Scientists at University of Florida (UF) Scripps, US, Biomedical Research have developed a potential medicine for a leading cause of Amyotrophic lateral sclerosis (ALS) and dementia, that works by eliminating disease-causing segments of RNA. The compound restored the health of neurons in the lab and rescued mice with the disease.
The researchers described the potential medication in Proceedings of the National Academy of Sciences. It is designed to be taken as a pill or an injection. Importantly, experiments showed that the compound is small enough to cross the blood-brain barrier, a hurdle other approaches have failed to clear.
ALS progressively destroys neurons that control muscles. The mutation that causes the disease is referred to as C9 open reading frame 72 (C9orf72).

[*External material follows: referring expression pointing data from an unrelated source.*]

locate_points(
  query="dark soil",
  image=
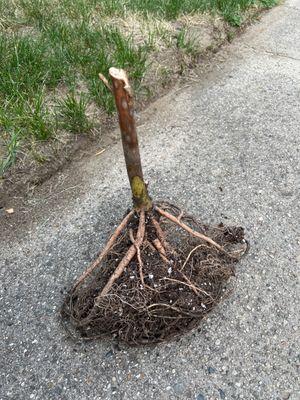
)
(176, 294)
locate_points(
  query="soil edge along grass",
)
(51, 52)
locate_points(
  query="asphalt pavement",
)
(225, 148)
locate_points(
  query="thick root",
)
(160, 273)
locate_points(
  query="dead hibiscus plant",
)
(162, 270)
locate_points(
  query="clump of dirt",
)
(179, 272)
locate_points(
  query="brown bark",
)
(106, 249)
(124, 101)
(126, 259)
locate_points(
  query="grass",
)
(51, 47)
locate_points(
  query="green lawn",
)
(51, 52)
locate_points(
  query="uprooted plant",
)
(161, 271)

It also leads to one form of frontotemporal dementia: a brain disease that causes the brain’s frontal and temporal lobes to shrink, resulting in changes in personality, behaviour and speech.

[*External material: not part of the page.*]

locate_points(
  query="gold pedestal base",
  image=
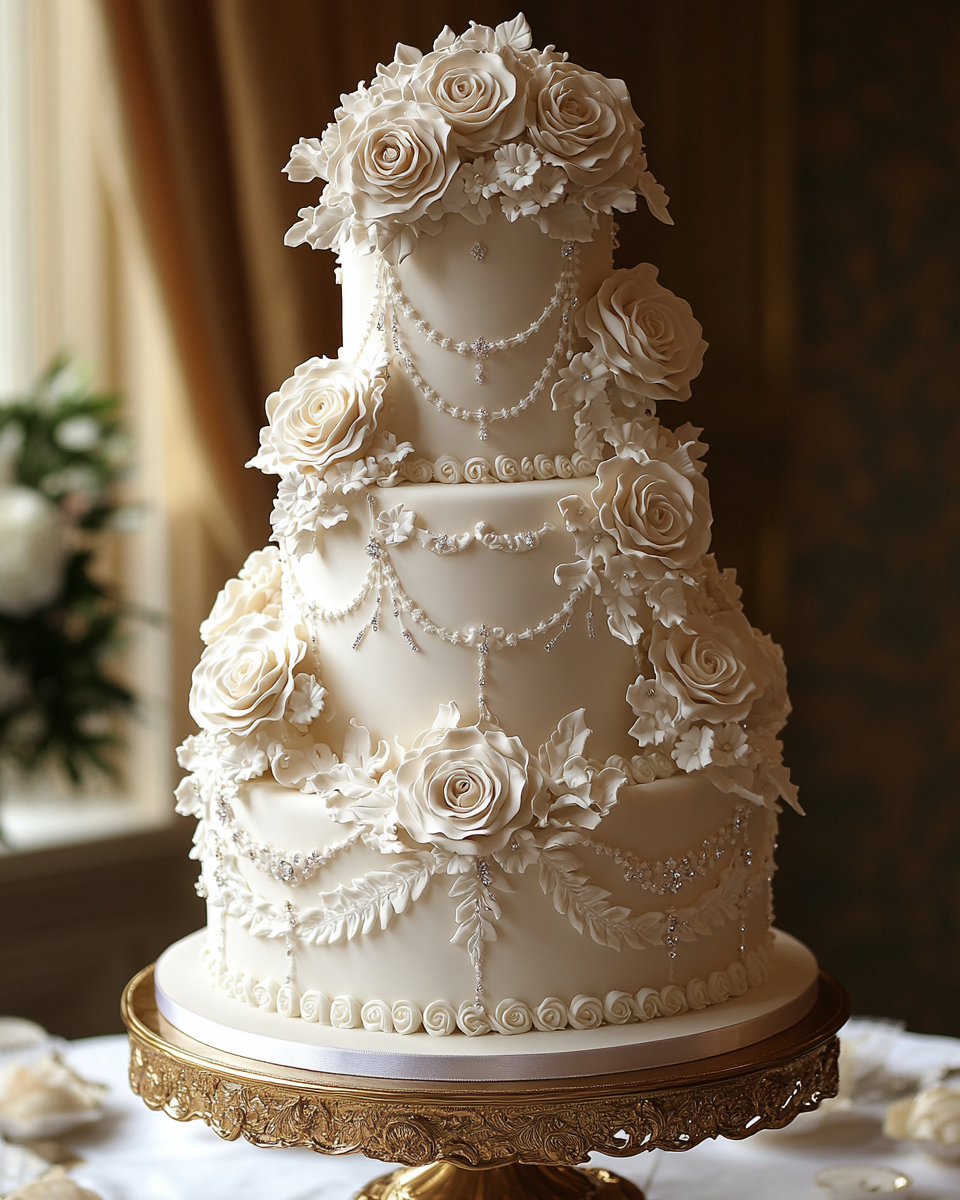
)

When this mutated stretch of RNA is present, it results in the production of toxic proteins that sicken and eventually kill affected neurons. The compound developed by Dr Matthew Disney’s lab targets the RNA carrying those genetic instructions, thus preventing the toxic proteins from being assembled in the cells.
“The compound works by binding to and using natural cellular processes to eliminate that disease-causing RNA by alerting the cell’s degradation machinery to dispose of it as waste,” Disney said.

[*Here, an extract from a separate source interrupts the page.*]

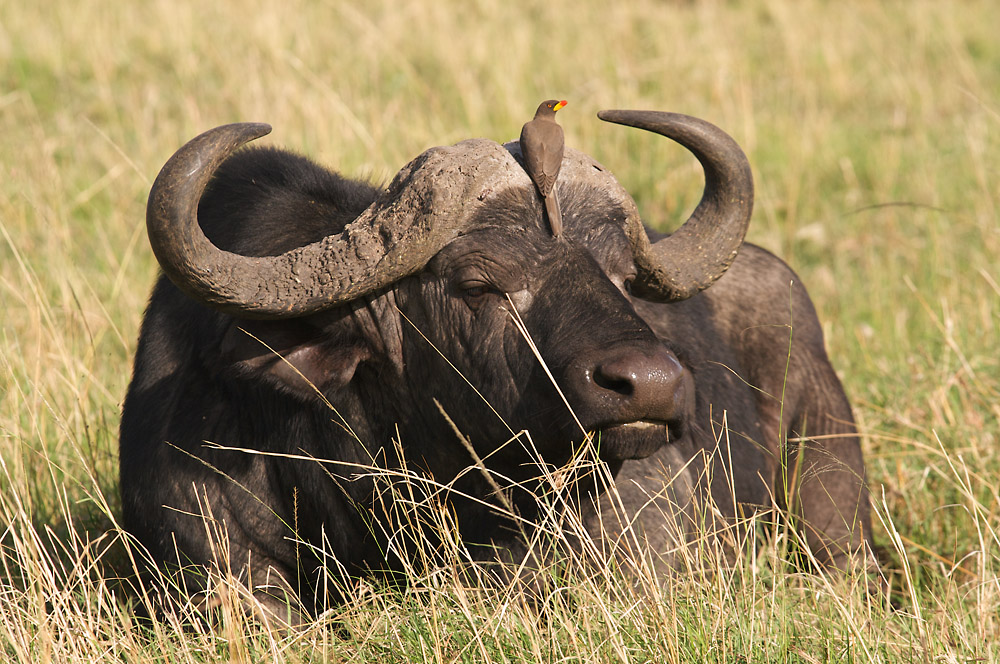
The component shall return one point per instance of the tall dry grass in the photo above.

“This approach could conceivably work for other untreatable neurological diseases in which toxic RNA play a role”, he added.
From that initial screen, they identified 69 compounds that inhibited translation of the toxic C9 mutation. They then further refined the compounds by eliminating those that could not cross the blood-brain barrier. This resulted in 16 candidate compounds, one of which was selected for further refinement based on its potency and structural simplicity.
“A battery of tests in neurons derived from ALS patients and in vivo models showed that compound 1 bound selectively and avidly to the toxic RNA, forcing it to be degraded by the body’s own natural processes,” added Jessica Bush, a graduate student within the Skaggs Graduate School of Chemical and Biological Sciences at UF Scripps.
Patients being treated for ALS at the Johns Hopkins University School of Medicine’s Laboratory for Neurodegenerative Research donated skin samples for research purposes. These skin cells were genetically reverted into stem cells after which Disney’s team treated the cells over several months to develop into neurons.
“Four different patients’ cells were used for the assessment, all of which showed dose-dependent reduction in known ALS markers while having no off-target effects,” Bush said.
They also tested the compound in mice bred to have the C9orf72 mutation and showed behaviours and blood markers typical of ALS. The mice were treated daily for two weeks after which the mice displayed significantly reduced markers for disease and improved health.
The next steps will be to further study the compound’s effects on cellular health and rodent models of C9 ALS.
“We show for the first time that you can make brain-penetrant molecules that eliminate toxic gene products,” Disney concluded.
“The fact that we have highlighted this in ALS shows that this can be a general approach for other neurological diseases, including Huntington’s, forms of muscular dystrophy and others.”